Robert-van-Engelen / tinylisp

Lisp in 99 lines of C and how to write one yourself. Includes 20 Lisp primitives, garbage collection and REPL. Includes tail-call optimized versions for speed and reduced memory use.
BSD 3-Clause "New" or "Revised" License
842 stars 37 forks source link

No macro? #12

Closed mw66 closed 12 months ago

mw66 commented 1 year ago

Although it's mentioned in the readme, this 99 line version of tinylisp does not implemented macro? As the other version does.

Robert-van-Engelen commented 1 year ago

Macros weren't literally part of McCarthy's 1960 paper on LISP, but there are early references to lists with different evaluation modes that resemble macros. Well, LISP can write LISP code anyway, so that's not really a surprise.

IMHO for a basic understanding of Lisp, the implementation of macro support is unnecessary to add to tinylisp.

Sure, they are special and domain-specific languages need them. But otherwise, do we really need them for educational small-scale Lisp things like tinylisp?

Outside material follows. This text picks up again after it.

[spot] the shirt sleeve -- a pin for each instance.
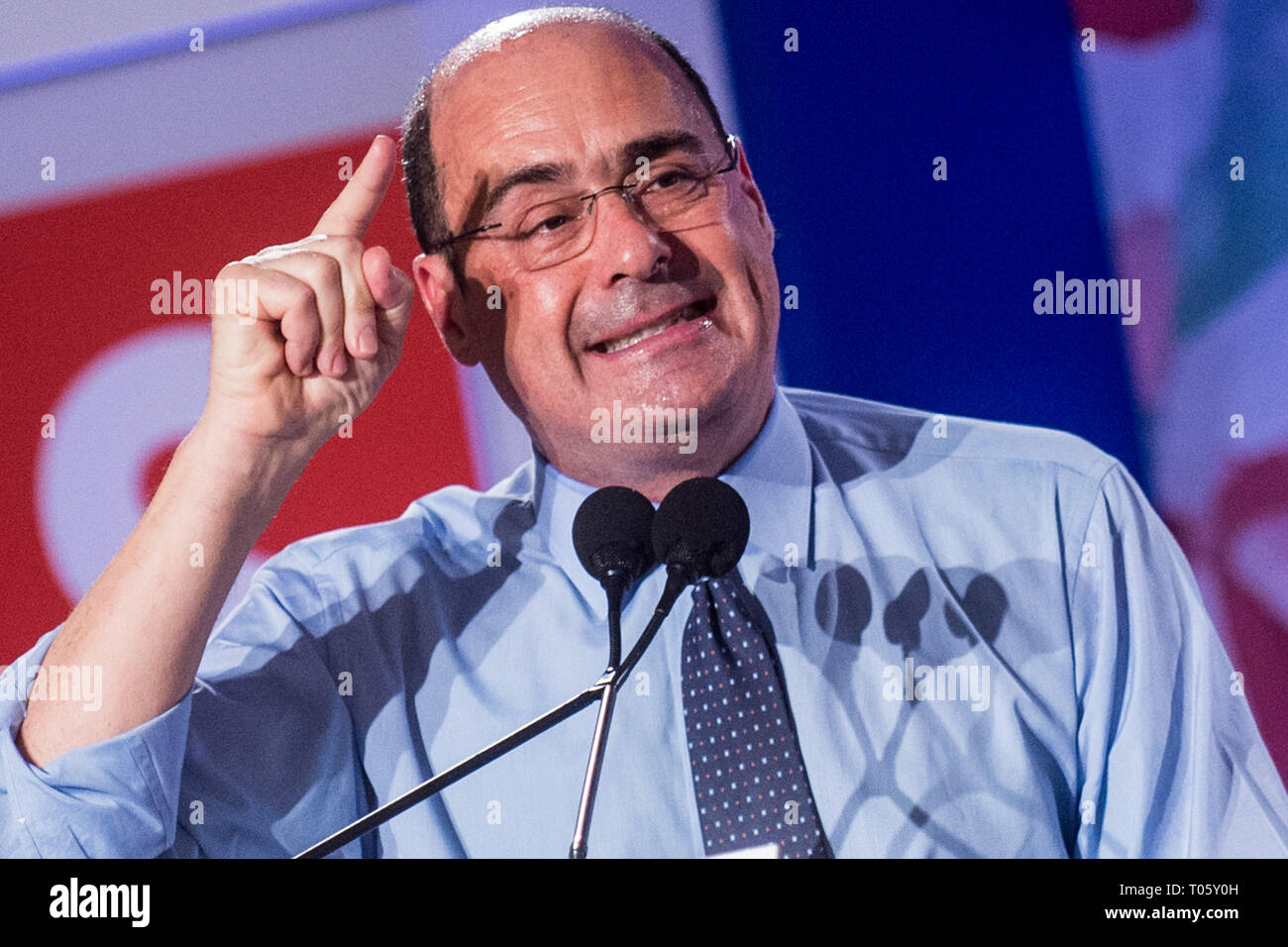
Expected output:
(115, 797)
(258, 759)
(1171, 762)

The Lisp in 1k Lines of C project does support macros. That could be used as a basis to implement it in tinylisp too and I encourage anyone to give that a try.

mw66 commented 1 year ago

Thanks for the info. Yes I saw macro is in the mini 1k Lisp. Just want to get the readme doc right for this tinylisp.

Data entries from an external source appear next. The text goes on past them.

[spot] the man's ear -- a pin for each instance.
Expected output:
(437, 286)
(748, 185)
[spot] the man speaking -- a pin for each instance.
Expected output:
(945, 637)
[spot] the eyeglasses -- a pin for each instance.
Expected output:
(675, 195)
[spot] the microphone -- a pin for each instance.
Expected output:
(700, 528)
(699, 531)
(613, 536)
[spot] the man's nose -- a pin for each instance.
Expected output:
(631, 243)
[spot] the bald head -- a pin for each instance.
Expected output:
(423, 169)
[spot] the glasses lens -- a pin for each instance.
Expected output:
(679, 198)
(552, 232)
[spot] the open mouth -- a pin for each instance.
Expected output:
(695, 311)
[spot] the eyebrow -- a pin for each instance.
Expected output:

Another question I want ask is: the NaN boxing trick is OK, but why it's needed here (for education purpose Lisp implementation, this trick I think actually distracted learners from learning Lisp)? Why cannot we just use bit fields or a small struct as tagged union? Also by using NaN boxing, are we actually wasting 13 bits for each double?

Robert-van-Engelen commented 1 year ago

Another question I want ask is: the NaN boxing trick is OK, but why it's needed here (for education purpose Lisp implementation, this trick I think actually distracted learners from learning Lisp)? Why cannot we just use bit fields or a small struct as tagged union? Also by using NaN boxing, are we actually wasting 13 bits for each double?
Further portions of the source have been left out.